16 October

Living In My Head And With My Head

by Jon Katz
Living In My Head
Living In My Head

I am very fond of the concrete head we bought in Provincetown, Mass., perhaps because it reminds me so much of what goes on inside of my head.  I look at the Mums sprouting up out of our head, and I think “that’s what my head feels like.” I have a sense of what some other people think about what goes on in my head, but I am really the one who has to live with it. Earlier this year, I struck up a friendship with a creative and interesting man I really liked, and I sensed after a few talks that he was uncomfortable with me.

I asked him about it, and we talked about it over a cup of coffee. He said I made him uncomfortable, I had a lot of strong ideas about things, and none of them were things he liked or were especially interested in. In fact, he said, I made him uncomfortable every single time we got together, he felt he wasn’t being heard. I was sorry, I felt badly for him – me, too – but we agreed that while we liked and respected one another, it was probably best that we not pursue our friendship too intensely. I told him that at a minimum, friends I make ought to like each other more.

I am making friends, new friends and good friends, and they seem to accept what’s inside of my head.  I have never had so many friends, and so many good ones. Scott Carrino has as many passions as I have and we love the fact that we are both crazy, our heads spinning around like the girl in The Exorcist. We are both always on the road to somewhere, we never quite seem to get there.

I suspect if I were tested, I would have enough learning disorders to fill a therapist’s calendar for months.
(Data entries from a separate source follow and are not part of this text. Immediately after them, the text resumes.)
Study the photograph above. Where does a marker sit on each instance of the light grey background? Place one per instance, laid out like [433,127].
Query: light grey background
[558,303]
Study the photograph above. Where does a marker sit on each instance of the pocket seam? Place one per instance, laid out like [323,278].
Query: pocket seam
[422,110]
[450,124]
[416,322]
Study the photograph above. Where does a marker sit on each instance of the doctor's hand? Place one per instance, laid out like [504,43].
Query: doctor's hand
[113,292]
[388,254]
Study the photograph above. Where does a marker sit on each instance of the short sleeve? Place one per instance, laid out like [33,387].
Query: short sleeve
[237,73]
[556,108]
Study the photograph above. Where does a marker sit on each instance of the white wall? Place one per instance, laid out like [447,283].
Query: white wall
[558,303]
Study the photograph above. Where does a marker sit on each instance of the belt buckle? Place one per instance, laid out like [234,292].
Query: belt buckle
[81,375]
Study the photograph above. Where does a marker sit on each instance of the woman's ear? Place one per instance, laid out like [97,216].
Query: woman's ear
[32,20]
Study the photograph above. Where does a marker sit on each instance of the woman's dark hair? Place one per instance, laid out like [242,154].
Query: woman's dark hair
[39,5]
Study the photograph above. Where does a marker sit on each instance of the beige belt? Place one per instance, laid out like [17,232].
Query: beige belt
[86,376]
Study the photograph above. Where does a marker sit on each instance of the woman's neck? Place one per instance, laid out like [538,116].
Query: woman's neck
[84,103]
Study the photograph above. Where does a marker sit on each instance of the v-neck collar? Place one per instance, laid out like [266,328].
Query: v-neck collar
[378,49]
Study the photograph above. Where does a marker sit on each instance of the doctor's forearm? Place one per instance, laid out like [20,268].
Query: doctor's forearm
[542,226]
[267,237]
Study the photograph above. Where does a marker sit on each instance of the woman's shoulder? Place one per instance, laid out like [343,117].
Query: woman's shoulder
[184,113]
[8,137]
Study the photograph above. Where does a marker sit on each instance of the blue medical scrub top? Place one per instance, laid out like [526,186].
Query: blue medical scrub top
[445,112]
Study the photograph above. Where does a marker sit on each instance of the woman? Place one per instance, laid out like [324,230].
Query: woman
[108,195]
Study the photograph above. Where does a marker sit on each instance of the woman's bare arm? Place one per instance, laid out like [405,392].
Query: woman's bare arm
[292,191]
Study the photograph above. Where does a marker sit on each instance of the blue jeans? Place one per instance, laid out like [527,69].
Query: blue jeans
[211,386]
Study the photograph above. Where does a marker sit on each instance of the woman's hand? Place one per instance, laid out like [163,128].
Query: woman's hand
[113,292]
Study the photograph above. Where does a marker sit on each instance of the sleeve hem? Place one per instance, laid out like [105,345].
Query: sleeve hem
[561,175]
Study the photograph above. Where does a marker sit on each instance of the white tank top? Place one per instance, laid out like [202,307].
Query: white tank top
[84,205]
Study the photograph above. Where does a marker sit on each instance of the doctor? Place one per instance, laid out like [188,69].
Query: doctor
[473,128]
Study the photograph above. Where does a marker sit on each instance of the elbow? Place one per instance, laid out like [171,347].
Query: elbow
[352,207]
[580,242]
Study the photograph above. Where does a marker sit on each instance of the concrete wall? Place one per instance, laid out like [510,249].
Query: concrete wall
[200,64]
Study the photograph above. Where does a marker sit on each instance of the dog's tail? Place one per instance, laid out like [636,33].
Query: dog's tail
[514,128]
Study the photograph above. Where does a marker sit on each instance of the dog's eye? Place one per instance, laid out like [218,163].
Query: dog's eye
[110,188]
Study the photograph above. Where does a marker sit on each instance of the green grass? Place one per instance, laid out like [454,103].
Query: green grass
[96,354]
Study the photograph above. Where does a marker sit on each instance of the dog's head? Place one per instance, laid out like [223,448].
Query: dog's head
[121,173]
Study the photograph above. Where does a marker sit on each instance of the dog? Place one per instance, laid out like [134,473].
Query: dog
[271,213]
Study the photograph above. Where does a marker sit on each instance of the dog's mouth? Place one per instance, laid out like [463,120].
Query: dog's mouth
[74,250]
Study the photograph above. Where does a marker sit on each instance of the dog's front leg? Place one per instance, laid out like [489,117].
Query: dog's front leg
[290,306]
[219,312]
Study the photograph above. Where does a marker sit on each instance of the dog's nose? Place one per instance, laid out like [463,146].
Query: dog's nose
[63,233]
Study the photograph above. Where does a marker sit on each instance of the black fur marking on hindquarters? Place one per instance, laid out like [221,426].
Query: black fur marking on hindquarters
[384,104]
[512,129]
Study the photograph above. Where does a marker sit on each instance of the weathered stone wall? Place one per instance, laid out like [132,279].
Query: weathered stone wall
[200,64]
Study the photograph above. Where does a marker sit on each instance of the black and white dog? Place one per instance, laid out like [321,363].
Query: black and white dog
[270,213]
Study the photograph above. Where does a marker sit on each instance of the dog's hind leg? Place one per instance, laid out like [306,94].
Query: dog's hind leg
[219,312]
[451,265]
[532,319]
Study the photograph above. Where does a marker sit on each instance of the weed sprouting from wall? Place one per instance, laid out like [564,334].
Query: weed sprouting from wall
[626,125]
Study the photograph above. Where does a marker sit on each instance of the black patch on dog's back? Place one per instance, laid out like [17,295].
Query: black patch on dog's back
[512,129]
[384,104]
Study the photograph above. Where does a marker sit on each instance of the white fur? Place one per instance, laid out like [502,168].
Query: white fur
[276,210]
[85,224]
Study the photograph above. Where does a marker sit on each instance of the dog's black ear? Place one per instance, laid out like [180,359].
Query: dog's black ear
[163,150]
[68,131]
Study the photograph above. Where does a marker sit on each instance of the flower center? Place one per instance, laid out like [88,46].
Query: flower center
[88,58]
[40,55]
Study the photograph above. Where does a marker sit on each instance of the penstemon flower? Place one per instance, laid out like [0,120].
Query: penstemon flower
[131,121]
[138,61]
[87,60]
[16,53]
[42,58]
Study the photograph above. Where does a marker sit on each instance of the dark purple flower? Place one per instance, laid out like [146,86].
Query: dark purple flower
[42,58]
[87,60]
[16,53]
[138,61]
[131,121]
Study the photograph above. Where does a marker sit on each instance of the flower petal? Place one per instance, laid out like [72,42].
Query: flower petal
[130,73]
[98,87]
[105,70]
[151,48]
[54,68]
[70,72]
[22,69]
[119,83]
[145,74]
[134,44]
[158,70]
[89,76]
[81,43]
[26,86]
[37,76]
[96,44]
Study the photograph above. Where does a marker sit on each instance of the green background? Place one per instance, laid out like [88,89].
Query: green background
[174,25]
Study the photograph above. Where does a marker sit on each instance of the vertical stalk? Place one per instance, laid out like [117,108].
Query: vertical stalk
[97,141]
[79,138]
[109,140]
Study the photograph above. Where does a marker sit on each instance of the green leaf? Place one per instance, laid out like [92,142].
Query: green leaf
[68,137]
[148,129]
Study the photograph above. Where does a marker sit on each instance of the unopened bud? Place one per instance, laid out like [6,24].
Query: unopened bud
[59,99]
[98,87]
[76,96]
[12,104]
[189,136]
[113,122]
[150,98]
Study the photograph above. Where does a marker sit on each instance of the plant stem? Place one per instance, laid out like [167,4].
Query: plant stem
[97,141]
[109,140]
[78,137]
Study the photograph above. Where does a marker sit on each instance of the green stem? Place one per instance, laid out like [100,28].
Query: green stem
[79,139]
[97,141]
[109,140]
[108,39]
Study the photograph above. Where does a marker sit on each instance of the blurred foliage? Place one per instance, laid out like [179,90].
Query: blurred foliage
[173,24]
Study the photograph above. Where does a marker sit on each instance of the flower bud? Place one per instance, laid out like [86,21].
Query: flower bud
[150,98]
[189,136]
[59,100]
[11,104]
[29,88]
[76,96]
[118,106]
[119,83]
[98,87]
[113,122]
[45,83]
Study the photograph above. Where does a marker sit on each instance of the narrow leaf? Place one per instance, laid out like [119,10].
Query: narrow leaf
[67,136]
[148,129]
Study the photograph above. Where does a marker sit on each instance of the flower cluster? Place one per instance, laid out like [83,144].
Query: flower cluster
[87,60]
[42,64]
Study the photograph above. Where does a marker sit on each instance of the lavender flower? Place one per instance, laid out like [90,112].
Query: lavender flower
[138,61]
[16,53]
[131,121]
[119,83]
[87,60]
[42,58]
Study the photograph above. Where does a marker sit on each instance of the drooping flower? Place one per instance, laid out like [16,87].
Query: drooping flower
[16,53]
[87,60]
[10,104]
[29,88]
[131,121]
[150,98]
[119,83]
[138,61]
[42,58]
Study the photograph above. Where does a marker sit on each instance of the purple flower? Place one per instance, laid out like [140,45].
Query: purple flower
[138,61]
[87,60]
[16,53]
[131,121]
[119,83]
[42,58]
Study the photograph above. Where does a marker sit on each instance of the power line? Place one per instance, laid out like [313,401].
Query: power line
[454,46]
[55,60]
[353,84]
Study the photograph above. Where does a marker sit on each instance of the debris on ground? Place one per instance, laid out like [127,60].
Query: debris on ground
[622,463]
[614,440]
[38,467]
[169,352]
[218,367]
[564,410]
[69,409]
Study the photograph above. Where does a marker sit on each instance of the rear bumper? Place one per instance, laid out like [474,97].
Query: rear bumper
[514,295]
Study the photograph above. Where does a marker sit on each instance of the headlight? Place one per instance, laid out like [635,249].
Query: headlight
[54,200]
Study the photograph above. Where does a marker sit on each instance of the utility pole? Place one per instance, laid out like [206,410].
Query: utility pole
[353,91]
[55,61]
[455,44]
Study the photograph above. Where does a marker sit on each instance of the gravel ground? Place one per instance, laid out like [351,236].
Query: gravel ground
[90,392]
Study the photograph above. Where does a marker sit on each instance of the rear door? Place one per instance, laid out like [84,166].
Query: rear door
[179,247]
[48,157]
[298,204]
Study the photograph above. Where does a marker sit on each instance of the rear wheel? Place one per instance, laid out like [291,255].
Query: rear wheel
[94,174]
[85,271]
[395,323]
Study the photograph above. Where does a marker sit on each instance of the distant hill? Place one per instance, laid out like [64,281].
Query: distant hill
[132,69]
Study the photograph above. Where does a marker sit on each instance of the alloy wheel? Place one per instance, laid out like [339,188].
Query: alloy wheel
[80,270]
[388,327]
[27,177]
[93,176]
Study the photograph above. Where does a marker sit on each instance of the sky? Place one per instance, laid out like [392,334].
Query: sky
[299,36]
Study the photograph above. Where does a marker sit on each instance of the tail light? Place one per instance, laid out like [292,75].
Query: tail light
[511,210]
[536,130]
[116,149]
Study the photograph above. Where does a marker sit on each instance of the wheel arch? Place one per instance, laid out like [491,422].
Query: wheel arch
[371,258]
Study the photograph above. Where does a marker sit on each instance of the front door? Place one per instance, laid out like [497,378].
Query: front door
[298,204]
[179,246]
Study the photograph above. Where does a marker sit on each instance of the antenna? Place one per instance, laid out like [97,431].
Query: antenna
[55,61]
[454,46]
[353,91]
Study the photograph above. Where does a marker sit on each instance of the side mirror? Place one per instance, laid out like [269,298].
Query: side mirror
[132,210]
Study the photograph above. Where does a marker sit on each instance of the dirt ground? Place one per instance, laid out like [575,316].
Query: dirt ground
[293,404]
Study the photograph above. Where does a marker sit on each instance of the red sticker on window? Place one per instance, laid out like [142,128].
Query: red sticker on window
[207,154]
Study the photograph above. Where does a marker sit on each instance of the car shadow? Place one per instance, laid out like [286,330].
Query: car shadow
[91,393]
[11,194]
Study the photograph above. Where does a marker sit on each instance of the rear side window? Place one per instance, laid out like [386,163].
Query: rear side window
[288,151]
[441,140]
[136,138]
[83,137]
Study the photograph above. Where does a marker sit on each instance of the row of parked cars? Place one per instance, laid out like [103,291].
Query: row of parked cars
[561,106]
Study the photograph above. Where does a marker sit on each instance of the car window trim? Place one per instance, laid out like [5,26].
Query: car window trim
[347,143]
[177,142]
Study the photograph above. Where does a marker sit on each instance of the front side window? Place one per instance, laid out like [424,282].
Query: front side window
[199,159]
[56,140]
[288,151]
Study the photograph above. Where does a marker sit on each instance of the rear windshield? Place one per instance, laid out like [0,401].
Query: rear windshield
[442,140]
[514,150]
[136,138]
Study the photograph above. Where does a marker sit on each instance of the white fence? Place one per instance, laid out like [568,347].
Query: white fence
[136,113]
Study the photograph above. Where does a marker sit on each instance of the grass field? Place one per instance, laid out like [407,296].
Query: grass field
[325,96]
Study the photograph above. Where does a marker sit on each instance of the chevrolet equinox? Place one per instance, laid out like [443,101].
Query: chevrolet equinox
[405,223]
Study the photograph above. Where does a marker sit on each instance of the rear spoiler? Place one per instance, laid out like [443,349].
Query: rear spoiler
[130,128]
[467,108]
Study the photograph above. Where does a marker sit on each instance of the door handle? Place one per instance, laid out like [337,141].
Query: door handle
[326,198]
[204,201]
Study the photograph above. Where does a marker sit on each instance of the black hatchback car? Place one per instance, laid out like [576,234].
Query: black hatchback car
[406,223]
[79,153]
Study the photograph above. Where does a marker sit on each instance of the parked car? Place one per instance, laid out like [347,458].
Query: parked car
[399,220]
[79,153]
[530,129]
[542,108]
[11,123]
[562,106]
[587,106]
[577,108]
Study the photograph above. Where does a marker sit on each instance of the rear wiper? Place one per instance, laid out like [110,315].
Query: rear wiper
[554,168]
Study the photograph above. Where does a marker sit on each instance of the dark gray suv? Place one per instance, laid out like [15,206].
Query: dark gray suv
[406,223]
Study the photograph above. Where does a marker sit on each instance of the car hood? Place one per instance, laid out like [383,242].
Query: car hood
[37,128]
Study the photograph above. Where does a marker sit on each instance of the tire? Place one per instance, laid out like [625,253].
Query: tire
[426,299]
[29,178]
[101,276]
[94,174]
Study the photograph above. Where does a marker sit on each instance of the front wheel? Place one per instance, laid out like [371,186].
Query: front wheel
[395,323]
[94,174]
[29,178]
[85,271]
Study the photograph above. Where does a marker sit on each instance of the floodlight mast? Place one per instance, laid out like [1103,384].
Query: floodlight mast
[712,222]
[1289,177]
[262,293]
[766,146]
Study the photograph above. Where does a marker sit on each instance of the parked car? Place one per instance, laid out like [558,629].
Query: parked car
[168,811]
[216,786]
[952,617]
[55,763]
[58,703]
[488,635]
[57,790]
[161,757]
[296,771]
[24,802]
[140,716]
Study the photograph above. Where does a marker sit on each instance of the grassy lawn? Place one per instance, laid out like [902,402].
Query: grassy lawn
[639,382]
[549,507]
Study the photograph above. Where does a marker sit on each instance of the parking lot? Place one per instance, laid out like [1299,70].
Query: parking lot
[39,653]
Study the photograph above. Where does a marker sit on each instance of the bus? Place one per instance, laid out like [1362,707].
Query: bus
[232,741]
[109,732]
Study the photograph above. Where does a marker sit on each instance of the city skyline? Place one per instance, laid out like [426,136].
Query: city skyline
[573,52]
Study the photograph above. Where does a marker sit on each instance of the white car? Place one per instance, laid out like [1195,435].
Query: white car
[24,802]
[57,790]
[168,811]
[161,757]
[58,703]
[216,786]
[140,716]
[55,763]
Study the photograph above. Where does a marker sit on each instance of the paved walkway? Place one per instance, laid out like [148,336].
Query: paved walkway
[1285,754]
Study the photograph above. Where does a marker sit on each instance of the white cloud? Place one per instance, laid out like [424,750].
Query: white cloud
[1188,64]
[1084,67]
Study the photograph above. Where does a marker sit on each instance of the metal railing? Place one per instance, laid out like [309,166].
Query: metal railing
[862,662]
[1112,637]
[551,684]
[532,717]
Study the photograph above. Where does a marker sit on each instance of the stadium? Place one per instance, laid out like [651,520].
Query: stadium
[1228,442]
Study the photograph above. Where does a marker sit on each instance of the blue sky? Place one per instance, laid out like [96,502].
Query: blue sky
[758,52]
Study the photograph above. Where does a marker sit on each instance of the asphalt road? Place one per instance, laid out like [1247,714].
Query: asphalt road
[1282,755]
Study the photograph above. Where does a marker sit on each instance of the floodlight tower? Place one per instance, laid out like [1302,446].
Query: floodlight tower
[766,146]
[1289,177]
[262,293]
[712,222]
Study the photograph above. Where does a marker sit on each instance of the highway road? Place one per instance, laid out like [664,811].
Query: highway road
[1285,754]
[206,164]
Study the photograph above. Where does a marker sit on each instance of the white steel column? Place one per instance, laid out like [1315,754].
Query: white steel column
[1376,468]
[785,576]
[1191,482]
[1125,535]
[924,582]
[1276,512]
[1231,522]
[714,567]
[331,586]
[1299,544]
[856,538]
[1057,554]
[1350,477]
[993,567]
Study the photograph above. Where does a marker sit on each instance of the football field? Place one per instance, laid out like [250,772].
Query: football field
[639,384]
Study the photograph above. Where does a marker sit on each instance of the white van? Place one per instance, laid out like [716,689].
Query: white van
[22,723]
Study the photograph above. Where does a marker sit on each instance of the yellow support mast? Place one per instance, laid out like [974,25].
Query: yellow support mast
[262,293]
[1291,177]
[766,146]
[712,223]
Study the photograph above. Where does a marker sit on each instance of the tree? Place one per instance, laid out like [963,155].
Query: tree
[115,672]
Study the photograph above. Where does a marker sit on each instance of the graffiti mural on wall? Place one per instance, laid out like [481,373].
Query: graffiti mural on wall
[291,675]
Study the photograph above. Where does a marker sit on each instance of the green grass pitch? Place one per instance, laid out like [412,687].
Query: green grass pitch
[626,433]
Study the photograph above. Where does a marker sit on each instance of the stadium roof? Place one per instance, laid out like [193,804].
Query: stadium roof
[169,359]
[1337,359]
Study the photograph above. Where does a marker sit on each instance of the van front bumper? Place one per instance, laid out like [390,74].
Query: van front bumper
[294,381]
I have never been able to learn math or long division or multiplication, I have no sense of any possession that I can’t see, when Maria moved in she was stunned to find many shoes, boots, jackets, shirts everywhere that I didn’t know I had. When I couldn’t see something, I forget it was there, I just ordered another one. Amazon owes much of it’s early success to me. Now, I don’t order anything without asking her.

My head is full of passions, memories, hopes and resentments, ideas and impulses, it is like a busy subway platform in New York City, trains and people rushing and thundering  everywhere. Maria has learned to interpret me, odd and random thoughts coming out of nowhere, and going nowhere much sometimes I am equally astonished by what comes out of my head, it seems to function independently of me. There are fireworks in my head, ideas I call my little angels, they are always sailing out into the world, some soar, some fall, some return, others are never seen again.

No one who knew me as a child thought I would ever live outside of an institution, let alone write books. I never did well in a single class in school, most of the teachers I had thought I was dumb or disturbed – one math teacher wept when told I was being held back for the third time –  and I didn’t make it through a single semester of college. I just didn’t go to class.

I was a problem child, then and now. I guess now I am a problem adult.

I am fortunate no one came and through a net on me for most of my life and locked me up. I might have gotten shock treatments or been put on mind-numbing medications. I think it was my crazy head that drove my heart crazy.

It is important for me to come to terms with my head, it is the only one I have and I spend a lot of time with it. It my only substantial resource. I’m lucky to find Maria, she isn’t put off by my head and the way it works, she thinks it is fascinating, “you have a wonderful head,” she told me, “I am always curious to see where it goes, you start one place, and go another, there are always new ideas coming out of it, I never know what you might say, but you always seem to bring it around and land somewhere.”

I have known a lot of people in my life who were not so generous about my head.

I’m glad she feels that way, her head is not really all that different but it more solidly put together than my head, I think. My head on the porch is a mirror of me, I think, he reminds me to love and accept the head I have.